Effect on Employment
Post reforms, employment opportunities increased due to expanding businesses. IT and BPO firms
(Both large and small) hire over one million every year.
However, employment in manufacturing sector is a bit different. The sector can be divided in to two
categories- Unorganized sector and organized sector. With years, employment in organized sectors has
depreciated while that in unorganized sectors has increased.
A. Kotwal et al. in Economic Liberalization and Indian Economic Growth: What's the evidence? (2010)

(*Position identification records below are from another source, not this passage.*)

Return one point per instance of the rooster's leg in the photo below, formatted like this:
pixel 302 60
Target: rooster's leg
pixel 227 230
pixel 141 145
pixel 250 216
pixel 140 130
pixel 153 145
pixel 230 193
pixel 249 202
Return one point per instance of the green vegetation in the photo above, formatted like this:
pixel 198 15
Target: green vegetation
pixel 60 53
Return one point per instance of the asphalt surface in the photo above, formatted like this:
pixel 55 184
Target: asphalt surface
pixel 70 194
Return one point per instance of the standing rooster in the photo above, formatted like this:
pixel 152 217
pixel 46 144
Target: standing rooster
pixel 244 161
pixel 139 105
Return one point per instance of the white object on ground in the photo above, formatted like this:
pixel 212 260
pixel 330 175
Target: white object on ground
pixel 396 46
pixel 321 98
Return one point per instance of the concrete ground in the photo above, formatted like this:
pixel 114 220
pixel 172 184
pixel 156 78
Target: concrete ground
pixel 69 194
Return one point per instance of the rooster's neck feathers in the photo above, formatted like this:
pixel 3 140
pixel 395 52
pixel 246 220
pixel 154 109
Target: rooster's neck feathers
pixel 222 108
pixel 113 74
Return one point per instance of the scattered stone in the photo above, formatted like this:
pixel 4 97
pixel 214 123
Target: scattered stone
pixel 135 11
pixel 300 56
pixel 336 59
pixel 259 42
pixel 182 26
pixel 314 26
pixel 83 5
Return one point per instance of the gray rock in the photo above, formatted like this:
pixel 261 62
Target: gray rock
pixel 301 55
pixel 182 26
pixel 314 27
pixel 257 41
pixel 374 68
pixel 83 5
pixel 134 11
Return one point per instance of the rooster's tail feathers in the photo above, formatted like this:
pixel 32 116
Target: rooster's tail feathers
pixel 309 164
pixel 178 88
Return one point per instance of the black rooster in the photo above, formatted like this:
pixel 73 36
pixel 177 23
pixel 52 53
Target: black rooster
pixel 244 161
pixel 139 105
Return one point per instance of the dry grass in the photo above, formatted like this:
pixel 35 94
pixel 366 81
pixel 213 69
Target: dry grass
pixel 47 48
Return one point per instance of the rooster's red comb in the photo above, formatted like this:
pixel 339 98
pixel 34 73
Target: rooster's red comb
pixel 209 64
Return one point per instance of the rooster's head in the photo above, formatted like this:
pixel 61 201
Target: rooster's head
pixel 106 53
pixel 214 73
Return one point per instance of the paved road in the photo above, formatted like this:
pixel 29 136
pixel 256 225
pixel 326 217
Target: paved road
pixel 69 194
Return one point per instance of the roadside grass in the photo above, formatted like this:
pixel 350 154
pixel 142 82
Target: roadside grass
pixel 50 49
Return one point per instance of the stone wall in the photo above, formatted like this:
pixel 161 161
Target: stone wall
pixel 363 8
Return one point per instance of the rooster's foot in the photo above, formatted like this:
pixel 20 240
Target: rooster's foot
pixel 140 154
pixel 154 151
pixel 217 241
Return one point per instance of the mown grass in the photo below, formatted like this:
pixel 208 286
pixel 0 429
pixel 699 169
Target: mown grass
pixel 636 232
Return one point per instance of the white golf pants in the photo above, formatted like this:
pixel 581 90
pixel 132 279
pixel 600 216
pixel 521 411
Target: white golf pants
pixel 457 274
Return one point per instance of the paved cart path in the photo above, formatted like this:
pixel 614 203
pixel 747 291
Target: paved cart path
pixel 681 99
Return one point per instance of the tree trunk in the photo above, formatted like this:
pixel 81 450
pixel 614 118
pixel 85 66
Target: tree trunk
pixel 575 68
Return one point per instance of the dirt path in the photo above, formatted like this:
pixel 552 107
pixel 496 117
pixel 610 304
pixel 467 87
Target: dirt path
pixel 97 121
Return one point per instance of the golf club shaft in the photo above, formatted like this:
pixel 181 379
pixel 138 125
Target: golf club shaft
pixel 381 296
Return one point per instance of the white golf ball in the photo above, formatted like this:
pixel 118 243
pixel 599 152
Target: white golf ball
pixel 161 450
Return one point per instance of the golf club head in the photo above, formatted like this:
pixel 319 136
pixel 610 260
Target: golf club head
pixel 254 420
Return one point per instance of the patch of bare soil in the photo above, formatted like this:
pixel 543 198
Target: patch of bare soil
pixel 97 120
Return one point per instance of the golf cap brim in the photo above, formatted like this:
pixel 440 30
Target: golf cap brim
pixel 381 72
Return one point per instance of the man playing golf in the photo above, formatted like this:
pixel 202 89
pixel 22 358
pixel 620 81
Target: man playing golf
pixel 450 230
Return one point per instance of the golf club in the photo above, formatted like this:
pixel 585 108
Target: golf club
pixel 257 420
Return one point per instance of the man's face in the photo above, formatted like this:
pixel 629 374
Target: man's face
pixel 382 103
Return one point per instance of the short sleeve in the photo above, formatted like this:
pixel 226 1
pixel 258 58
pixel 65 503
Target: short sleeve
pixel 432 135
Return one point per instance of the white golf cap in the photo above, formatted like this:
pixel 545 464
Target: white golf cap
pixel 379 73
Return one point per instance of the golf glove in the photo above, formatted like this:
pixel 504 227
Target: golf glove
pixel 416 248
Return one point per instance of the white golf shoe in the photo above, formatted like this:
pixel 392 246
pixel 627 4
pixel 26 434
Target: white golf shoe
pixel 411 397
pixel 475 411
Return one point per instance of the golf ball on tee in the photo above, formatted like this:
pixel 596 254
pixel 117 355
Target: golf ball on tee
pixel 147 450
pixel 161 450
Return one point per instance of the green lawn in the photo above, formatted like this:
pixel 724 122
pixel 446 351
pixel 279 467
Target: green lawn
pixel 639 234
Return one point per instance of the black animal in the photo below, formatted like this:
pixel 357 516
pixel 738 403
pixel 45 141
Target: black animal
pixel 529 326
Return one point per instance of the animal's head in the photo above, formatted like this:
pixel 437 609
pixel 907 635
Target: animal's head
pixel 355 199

expresses this may be due to Small Scale Reservation Policy introduced post-reforms for labour
intensive firms. India now has too few labour intensive firms. Overall non-Farm employment increased
35.59 million. The statistics is far lower when compared to China. Unorganized Sector accounts for
83 % of non farm labour
. In 2004-2005, 457 lakh people were employed in out of which, just 6% in
organized sector (27 million)
. The number is almost stagnant since 2001.
The trend of preferred Employer shifted from agriculture to industry to Services.
Figure 4: Annual growth of Employment in organized and unorganized sector

Critical Comparisons of IT/BPO sector with manufacturing
The survival and success of an industry depends on these three factors:
I. Cost reduction
II. Productivity Growth
III. Innovative advantages
If the product satisfies these three conditions, the organization is bound to flourish. The IT and
manufacturing sector too had the same three determining factors. Lets compare the two sectors on
these three points.
Starting with IT and BPO sectors, these excelled because they offered quality and innovative solutions
at fraction of costs at what the western competitors did.
India had a huge resource of well qualified engineers at low cost. This was the unique advantage. The
proficiency in English provided leverage over countries with similar employment costs like China and
Taiwan. Thus they achieved cost reduction.
Initially, IT and BPO hired west returned Indian as heads and managers to run the business. They
brought with themselves a highly professional culture that resulted in excellent streamlined operations
and distribution of services. This enhanced productivity of the skilled talent. Thus they also achieved
the second step.
With the IT boom, many entrepreneurs and organization jumped at the opportunity to become BIG in
this sector. TCS, Infosys, Wipro, CMC etc were some domestic companies. Apart from them, MNCs
like IBM, Accenture, HP, and SAP set up their Indian arm to cater their needs at competitive costs.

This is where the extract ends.